MIT had several foundational assumptions (MacGregor, Richie, Serrano, Shuster, McDanald & Goolishian, 1964). One assumption focused on the therapist’s stance, including the importance of therapist attitude about the client’s potential and their relationship with the client.

therapists’ demonstrating confidence in the self-rehabilitative potential of the family more than into developing the patient’s faith in the doctor...the human encounters involved at the inception of therapy, including the feeling of commitment to a constructive endeavor, may be the most therapeutic of experiences situations (p. 8).

Another assumption focused on the importance of the client’s expertise on their life, the therapist’s learning the client’s perspective of their life dilemma, and the therapist’s continually checking-out to make sure they understood what the client said:

members of the family are invited to outline in their own words the nature of the immediate crisis and their views . . .the patient is invited to participate in this recapitulation and to make needed corrections; and the notion of reflections as a team member "responds to this summary by reflecting (p.6).

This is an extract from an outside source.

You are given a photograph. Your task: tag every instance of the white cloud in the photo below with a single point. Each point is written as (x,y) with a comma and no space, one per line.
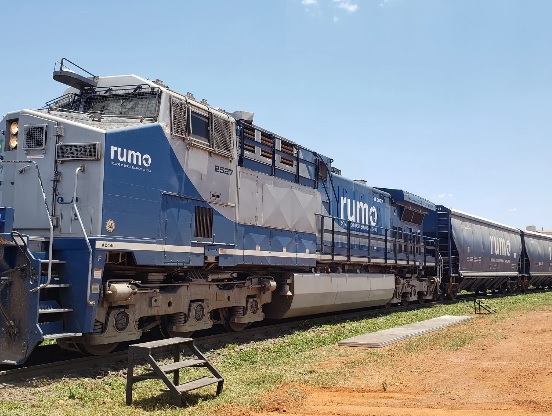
(346,5)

Team members were aware that their way of being with families might be different from previous experiences with other professionals saying, "Most families are unaccustomed to this to this novel interchange" (p. 6).

The team’s assumption concerning problem formation and resolution was not unlike that developed by other family therapy theories. Symptom development was conceptualized as collusions across generational boundaries that limited communication and forced members into repetitive roles during stress that were incompatible with natural family growth and transitions. The symptom was characterized by the problem requirements of the developmental period in which the collusion occurred. The team’s role was to "temporarily interrupt the arresting forces in the family by participating in family communications as a healthy model of interpersonal interaction which showed particular respect for the family’s problems and defenses" (MacGregor, et al., p. 10). From their experiences, the team found that interruptions in family members’ interactions and the subsequent change occurred in a brief sequence of therapy and was sustained, as the family relied on their newly discovered inner resources, knowing more where to turn in its own community: "[T]he growth potential of family members. . .would yield further improvement during extended periods of living, without therapeutic supervision" (MacGregor, p. 10). Interestingly, the team did not think that they empowered the family but instead helped them find and use their inherent potentials.

The team’s practice evolved as they reflected on it and learned from its anomalies, a process characterized by curiosity, flexibility, and change: "Sometimes their [the team’s] method fails; at other times it prepares the way for different forms of therapy. And, the "method" itself is constantly undergoing change. Flexibility of pattern is a principal characteristic. The basic notion allows for all manner of variation" (MacGregor, p. x). As I mentioned in Part I MIT evolved into an everyday family therapy practice, with teams meeting with families and mostly using the MIT format for consultations stuck clinical situations, and teaching.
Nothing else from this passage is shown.